A muchos medios de comunicación españoles actuales les ha sorprendido la pobre respuesta del gobierno de España a los insultos y a la deformación histórica que se está produciendo en el estado norteamericano de California, que abarca la parte norte de lo que en el imperio Español se denominaba desde el siglo XVI “Las Californias”.
 
En este territorio antiguamente denominado por España “Alta California”, es actualmente de los Estados Unidos de América. Coincide en parte con el territorio del Estado de California. En esta zona de los Estados Unidos se está produciendo en los últimos tiempos la retirada de estatuas de Cristóbal Colón y también de Fray Junípero Serra, atribuyéndoles una supuesta actividad “genocida” que en realidad nunca se produjo. Fray Junípero Serra fue un religioso mallorquín de la Orden Franciscana, fundador de las misiones de California el padre espiritual de la colonización española en esas tierras.
 
Todo ello se produce sin que haya una respuesta adecuada por parte de las autoridades españolas, que desde el advenimiento de la Constitución de 1978 han renunciado de forma incomprensible al conocimiento de la historia de España y a su divulgación.
 
Y no es que no se defienda la historia de España en los territorios anteriormente españoles que hoy son administrado por otros países como Estados Unidos –más de 2/3 partes del territorio actual de Estados Unidos fueron parte del imperio español y por ejemplo la Ciudad de San Agustín en la Florida es mucho más antigua que cualquier asentamiento británico  de los actuales Estados Unidos- , sino que tampoco se hace ningún esfuerzo por enseñar y difundir lo compleja y avanzada de la administración española en los más de 300 años durante los cuales España fue la estructura política más poderosa del mundo.
 
Si no existe un relato positivo de la historia de España en las Comunidades Autónomas o regiones que conforman actualmente España, sería sorprendente que existiera una defensa a nivel internacional de la huella de España…
 
Y tampoco hay que sobrevalorar lo que en las condiciones actuales de conexión digital inmediata puede hacer un gobierno de un país, sea el que sea, contra la actual facilidad de difusión de mensajes de forma instantánea y breve en redes sociales, en Instagram, en Twitter o en Whatsapp, donde circulan “informaciones” cuya veracidad es casi nula: lo importante es que sea breve y claro, sin posibilidad alguna de reflexión o de antítesis para averiguar o profundizar en su contenido.
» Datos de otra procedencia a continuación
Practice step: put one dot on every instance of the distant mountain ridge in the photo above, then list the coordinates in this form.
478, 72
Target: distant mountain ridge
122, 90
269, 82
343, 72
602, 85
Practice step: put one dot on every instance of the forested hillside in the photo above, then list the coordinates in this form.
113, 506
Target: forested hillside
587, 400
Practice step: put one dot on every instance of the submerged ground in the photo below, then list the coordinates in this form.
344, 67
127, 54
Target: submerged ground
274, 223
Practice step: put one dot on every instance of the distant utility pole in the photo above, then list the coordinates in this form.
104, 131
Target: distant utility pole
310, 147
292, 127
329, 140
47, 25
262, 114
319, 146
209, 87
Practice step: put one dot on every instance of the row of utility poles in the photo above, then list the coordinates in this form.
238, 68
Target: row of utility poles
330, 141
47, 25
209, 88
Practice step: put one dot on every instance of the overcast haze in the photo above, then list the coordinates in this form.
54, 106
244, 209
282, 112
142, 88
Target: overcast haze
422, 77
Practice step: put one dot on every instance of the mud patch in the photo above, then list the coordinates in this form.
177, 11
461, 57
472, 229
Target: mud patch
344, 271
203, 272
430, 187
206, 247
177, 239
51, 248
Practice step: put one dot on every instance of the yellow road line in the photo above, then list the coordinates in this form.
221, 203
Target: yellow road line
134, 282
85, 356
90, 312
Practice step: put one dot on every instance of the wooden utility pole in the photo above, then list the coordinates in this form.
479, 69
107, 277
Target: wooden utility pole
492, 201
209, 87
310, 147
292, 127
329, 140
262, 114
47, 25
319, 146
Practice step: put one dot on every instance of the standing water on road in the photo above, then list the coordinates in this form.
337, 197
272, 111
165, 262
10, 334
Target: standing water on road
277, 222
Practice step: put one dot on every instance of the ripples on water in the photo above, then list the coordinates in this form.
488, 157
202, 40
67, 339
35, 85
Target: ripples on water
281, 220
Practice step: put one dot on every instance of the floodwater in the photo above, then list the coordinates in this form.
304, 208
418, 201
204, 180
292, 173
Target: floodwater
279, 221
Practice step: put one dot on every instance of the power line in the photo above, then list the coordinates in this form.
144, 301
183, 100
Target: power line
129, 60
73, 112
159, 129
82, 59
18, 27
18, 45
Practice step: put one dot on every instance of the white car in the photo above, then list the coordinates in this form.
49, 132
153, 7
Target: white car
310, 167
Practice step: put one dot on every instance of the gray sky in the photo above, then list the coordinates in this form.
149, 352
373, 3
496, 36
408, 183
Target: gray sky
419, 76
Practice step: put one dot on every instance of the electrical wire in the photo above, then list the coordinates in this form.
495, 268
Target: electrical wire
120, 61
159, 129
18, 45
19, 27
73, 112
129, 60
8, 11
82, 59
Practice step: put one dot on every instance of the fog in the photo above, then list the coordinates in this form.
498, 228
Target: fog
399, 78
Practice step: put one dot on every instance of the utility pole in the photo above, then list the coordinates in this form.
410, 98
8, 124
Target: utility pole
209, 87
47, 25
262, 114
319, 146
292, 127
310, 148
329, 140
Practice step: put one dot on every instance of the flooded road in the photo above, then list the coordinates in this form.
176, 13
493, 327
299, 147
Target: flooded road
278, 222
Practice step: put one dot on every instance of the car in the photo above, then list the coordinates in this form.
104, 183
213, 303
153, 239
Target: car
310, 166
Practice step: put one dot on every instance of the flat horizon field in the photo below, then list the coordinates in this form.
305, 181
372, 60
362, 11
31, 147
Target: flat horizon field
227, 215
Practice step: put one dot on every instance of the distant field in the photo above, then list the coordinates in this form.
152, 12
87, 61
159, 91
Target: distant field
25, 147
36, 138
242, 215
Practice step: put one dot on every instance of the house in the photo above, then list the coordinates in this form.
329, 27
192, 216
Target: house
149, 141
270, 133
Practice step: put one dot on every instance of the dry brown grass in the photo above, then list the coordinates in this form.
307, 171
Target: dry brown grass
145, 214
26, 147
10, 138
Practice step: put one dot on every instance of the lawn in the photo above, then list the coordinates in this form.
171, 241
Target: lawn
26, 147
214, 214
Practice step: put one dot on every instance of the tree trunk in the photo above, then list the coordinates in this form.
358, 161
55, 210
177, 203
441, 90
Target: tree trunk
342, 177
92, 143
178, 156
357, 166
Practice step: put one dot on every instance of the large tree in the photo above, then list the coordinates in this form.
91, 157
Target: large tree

La propaganda se ha impuesto de forma irremisible al conocimiento, pero no por ello hay que desfallecer en la reivindicación de los hechos verídicos de la historia.
 
El “Zeitgeist” o “Espíritu de los tiempos” actuales está transformando en irrelevantes  muchos de los “hechos” acaecidos ocurridos en el pasado, y toda interpretación de la historia se está adentrando más en el ámbito de la “creencia” que del conocimiento. En el pasado siempre ha sido así en parte y de ahí proviene la fe que muchos españoles tienen en las leyendas negras creadas contra España por sus enemigos, pero en el siglo XXI el fenómeno se ha acelerado exponencialmente: la historia es más maleable que nunca y los hechos deformados y simplificados son más rápidamente difundidos que nunca anteriormente a capas de la población con muy poca formación.
 
En cualquier caso, y aunque sea una lucha con pocos visos de interesar a una mayoría de personas, el conocimiento y reivindicación de la huella de España, y de los motivos que llevaron a expandir a la Monarquía Española por todos los confines del mundo hasta convertirla en el imperio más extenso y más duradero de la época moderna no deben dejar de reivindicarse. No fue únicamente una exploración admirable por tierra y por mar, sino que existió un proyecto “culto” de desarrollo de esos territorios administrados por España.
 
California como ruta de paso naval de regreso de Filipinas
En realidad existían -y existen- dos “Californias”. La parte dónde se ubica la Península de California, se llamó históricamente “Baja California” colonizada poblada por España desde el siglo XVI aún mantiene su nombre. Pertenece en la actualidad a México.
 
El norte de California, ubicado donde termina la península de la “Baja California”, se denominaba “Alta California”, y se corresponde en la actualidad en parte con el territorio del Estado de California, forma parte en la actualidad de los Estados Unidos de América. Fue colonizado por España de un modo más tardío que la parte sur.
 
Aunque el norte de California era importante desde el inicio de la epopeya española desde el siglo XVI , sin embargo la parte que hoy pertenece a los EE.UU no fue poblada por los españoles hasta muy tarde. Ubicada en el norte de las Indias Occidentales –o norte América-, la Alta California no sería colonizada por España hasta finales del siglo XVIII, doscientos cincuenta años después del desembarco de Hernán Cortés.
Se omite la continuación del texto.